Posted: Tue Sep 25, 2018 11:36 am
by Brent
Once upon a time I contacted Alonzo Gaskill to try and sort out some issues with him. Not very helpful; in fact he insulted me with “How could you grow up in the SF Bay Area in the 70s/80s and NOT know Joseph Smith was a polygamist?” Gaskill Gaslighted me! No problem he’s deeply, deeply invested in the system and I understand he has to somehow reconcile things to himself. As the conversation went on my wife joined in and I pressed on him for a binary answer (yes or no) to this question:

“Will I, as a resigned member, be with my Spouse on the other side?”

After some heeing and hawing he came up with, “I just believe that there must be some mechanism to keep you two together.” Which wasn’t a yes or no but a simple surrender to the idea that a loving God wouldn’t separate us from our loved ones. He refused to say yes or no because (I believe) he’s a good, loving, Christian man.

Binary answers are brutal to members. They leave no room for feelings. It’s yes or no. For example if you’re discussing worthiness issues you can draw the line at: “Should middle-aged men be asking underage girls if they masturbate?” Yes or No? No spin, no “buts”, or “you need to understand” just yes or no.

Binary questions. They’re a bitch but they make you take a side.

Re: Binary Questions

Posted: Tue Sep 25, 2018 12:03 pm
by IT_Veteran
Thank you for pointing this out. I think I've been conditioned, not just in the church, to ask open-ended questions to get at the reasons someone believes something. Binary questions in an interview setting, for example, would do no good whatsoever.

In this circumstance though, I think it not only requires someone to take a stand but to better understand their own thinking behind that position. I love it.

Re: Binary Questions

Posted: Tue Sep 25, 2018 12:49 pm
by Reuben
If someone did that to me, I would insist that my answer is provisional and that I get a chance to clarify my precise stance afterward, on giving a degree of confidence rather than a yes/no, or on giving what I think is the relevant context.

Let's make it abstract. Suppose you think negative numbers are bad in response to "How much froozle?" and the more negative, the worse. I think the correct answer is definitely -0.1. But you insist that I only answer the question, "Is froozle negative? Yes or no?"

I'm not going to answer that question unless you let me clarify afterward, or ask me multiple questions to find out what I really think about froozle.

Or maybe you don't think in terms of an amount at all, but in terms of "froobed." "Is it froobed? Yes or no?" you say. Now I have to translate, and information gets lost. Maybe I think you would think it's froobed if froozle is positive. So I say "45%" and that's the best answer I can give - and it relies on a guess about what you think.

Maybe I think the answer to your question is highly context-dependent, but you think it's absolute. I think froozle should be -0.1 on weekdays, but 2.3 on weekends. What I think is a function of the day of the week but you want me to answer with the sign of a single value. What can I possibly do with "Is froozle negative? Yes or no?" besides answering "Sometimes"?

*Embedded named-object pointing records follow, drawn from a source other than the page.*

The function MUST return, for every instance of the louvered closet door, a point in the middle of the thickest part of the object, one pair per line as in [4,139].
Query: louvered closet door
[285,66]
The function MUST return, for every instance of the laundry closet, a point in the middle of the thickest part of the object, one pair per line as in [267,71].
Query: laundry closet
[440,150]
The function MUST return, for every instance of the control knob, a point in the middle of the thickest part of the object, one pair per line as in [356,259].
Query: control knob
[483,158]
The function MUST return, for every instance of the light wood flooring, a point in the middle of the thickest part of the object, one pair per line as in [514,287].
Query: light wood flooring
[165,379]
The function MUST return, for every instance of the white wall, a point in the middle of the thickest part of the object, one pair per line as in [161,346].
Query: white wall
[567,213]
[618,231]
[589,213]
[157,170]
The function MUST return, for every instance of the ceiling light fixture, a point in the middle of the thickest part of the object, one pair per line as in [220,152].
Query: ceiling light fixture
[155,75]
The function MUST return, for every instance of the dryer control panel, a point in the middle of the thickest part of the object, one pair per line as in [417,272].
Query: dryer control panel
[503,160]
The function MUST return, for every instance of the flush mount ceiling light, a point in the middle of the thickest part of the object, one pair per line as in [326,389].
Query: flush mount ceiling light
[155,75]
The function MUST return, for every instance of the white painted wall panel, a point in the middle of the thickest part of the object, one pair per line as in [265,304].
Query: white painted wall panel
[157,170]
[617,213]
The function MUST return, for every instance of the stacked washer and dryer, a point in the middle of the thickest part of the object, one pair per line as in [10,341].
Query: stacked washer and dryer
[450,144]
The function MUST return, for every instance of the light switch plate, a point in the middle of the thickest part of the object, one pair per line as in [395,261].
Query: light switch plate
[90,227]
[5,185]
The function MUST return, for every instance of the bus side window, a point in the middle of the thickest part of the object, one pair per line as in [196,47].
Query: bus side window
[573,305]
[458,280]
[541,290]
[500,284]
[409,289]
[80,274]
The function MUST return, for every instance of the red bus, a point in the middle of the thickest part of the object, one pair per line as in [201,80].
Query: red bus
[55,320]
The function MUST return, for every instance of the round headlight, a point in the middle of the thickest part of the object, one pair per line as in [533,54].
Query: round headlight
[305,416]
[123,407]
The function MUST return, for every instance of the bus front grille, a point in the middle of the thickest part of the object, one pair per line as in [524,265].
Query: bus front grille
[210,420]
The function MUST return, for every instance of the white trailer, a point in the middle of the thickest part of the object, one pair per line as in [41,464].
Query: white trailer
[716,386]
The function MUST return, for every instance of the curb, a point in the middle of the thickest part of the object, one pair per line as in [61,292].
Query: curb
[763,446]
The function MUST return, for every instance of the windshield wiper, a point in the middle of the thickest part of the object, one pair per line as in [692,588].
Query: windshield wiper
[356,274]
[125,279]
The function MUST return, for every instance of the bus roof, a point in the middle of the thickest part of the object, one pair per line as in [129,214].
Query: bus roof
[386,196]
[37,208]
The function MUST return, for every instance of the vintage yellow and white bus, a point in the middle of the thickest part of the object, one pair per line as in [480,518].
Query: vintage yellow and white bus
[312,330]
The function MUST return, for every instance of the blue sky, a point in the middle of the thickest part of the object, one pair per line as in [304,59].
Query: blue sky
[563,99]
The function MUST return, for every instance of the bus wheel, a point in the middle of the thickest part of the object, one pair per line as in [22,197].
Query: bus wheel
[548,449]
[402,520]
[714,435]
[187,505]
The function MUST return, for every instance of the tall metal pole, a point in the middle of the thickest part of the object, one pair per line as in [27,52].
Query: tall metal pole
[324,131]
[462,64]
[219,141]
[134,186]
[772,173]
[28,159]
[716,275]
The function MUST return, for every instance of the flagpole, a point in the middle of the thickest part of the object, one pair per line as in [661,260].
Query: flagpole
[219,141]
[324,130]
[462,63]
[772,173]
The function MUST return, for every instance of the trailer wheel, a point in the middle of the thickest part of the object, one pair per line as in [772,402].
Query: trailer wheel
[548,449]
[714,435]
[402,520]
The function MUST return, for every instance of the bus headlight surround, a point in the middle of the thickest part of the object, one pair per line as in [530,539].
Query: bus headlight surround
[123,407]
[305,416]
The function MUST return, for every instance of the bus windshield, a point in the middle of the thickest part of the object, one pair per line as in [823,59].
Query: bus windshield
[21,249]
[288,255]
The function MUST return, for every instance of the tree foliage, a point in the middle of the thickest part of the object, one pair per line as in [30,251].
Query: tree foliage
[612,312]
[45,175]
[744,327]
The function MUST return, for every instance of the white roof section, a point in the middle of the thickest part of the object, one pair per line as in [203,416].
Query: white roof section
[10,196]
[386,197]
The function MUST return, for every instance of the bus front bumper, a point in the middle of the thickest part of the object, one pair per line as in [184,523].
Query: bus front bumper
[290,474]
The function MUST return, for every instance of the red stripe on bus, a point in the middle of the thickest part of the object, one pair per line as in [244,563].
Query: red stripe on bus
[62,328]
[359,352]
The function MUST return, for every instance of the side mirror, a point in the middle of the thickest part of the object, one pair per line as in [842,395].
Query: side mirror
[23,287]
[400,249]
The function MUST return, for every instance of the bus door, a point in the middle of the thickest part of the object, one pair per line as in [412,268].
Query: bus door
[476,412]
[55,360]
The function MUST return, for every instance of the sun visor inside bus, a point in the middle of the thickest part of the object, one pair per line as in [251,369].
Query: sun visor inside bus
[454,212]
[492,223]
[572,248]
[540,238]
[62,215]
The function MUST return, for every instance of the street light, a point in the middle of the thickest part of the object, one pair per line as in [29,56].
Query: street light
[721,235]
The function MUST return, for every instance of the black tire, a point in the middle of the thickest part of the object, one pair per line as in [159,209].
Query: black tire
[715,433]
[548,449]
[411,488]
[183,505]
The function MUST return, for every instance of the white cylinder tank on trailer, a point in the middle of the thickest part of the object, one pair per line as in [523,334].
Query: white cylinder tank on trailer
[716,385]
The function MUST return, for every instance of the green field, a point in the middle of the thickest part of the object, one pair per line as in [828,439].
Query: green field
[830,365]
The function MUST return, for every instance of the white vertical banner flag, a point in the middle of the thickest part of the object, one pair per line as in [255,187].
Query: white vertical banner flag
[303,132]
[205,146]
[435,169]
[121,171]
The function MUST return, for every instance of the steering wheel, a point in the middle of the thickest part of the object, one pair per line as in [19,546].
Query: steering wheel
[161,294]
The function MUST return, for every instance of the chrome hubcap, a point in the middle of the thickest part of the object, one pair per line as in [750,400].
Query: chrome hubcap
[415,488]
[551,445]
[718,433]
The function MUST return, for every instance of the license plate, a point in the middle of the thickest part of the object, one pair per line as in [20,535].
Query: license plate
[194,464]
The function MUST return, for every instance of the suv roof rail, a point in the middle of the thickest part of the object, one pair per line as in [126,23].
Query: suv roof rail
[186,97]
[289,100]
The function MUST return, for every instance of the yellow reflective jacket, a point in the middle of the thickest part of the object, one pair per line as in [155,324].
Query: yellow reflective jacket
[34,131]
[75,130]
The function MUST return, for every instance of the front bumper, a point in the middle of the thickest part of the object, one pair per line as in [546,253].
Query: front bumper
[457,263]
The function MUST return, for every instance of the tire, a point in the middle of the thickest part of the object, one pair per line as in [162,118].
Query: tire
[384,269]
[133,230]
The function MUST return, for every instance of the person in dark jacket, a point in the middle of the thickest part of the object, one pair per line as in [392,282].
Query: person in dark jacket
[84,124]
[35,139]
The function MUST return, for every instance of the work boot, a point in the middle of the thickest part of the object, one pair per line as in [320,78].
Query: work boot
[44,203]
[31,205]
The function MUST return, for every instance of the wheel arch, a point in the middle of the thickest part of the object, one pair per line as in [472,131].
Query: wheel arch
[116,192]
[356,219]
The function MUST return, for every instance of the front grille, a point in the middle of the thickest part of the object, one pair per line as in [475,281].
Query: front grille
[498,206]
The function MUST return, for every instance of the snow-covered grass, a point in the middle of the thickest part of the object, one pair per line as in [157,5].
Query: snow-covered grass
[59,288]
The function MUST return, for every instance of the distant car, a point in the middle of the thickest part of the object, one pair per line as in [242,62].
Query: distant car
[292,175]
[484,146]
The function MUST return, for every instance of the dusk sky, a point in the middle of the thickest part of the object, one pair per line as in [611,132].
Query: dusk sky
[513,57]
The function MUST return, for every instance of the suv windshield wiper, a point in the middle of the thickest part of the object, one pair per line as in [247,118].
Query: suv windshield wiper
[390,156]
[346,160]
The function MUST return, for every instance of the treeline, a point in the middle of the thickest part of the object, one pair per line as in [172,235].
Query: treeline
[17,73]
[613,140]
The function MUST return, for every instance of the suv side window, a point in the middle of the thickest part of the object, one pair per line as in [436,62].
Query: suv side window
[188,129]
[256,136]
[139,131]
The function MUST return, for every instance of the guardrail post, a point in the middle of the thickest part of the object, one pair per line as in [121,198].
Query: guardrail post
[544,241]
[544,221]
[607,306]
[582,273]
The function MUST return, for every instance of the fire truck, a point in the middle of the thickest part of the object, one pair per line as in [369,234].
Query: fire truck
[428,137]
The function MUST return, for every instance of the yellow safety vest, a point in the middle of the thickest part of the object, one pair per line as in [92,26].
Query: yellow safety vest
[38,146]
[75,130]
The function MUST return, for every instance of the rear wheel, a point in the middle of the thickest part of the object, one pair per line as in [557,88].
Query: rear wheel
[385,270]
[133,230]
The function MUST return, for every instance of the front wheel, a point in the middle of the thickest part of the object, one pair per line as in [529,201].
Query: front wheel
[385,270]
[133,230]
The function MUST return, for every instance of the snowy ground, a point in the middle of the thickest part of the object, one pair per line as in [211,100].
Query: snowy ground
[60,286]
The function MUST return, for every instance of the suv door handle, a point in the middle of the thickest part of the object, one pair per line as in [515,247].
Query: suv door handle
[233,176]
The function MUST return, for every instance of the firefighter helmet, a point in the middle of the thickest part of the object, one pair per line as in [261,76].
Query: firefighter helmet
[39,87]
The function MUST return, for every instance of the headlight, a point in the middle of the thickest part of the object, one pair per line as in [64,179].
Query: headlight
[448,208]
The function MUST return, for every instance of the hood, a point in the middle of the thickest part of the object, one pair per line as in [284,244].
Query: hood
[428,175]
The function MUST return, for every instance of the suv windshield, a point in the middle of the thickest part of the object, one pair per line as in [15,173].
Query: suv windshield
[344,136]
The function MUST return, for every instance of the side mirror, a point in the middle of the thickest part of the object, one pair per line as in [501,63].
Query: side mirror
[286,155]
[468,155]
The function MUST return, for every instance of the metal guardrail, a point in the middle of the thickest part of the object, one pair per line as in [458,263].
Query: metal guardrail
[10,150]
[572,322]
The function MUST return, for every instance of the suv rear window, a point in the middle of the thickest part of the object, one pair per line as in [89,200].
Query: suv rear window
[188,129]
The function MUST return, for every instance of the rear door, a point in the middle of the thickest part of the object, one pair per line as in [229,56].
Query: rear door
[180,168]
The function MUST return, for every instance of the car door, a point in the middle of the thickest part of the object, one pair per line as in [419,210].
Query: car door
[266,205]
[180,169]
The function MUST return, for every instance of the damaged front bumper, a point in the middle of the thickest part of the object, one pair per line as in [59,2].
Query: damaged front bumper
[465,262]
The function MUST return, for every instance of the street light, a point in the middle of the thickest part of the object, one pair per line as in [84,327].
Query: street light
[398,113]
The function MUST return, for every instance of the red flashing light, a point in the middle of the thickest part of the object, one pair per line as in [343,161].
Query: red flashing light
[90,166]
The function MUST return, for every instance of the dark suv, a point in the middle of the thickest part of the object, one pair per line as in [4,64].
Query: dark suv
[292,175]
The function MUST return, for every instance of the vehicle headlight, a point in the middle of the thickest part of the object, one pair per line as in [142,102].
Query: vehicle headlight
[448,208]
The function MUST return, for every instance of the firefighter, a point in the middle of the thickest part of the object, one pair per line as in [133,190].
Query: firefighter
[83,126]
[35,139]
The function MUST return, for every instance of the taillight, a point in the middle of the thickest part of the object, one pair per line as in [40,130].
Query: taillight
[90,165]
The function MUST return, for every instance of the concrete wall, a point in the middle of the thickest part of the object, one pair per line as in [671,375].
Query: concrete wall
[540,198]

I guess what I'm getting at is that there are good reasons to not answer a binary question directly.

Don't get me wrong: there are plenty of bad reasons. I think human beings, apologists in particular, too often let the possible universes that underlie their explanations mix together in their heads, and that pinning them down on one can be a good way to keep those universes properly separated. I think they know at some level that they do this, and that it accounts for a lot of wishy-washy answers to direct questions.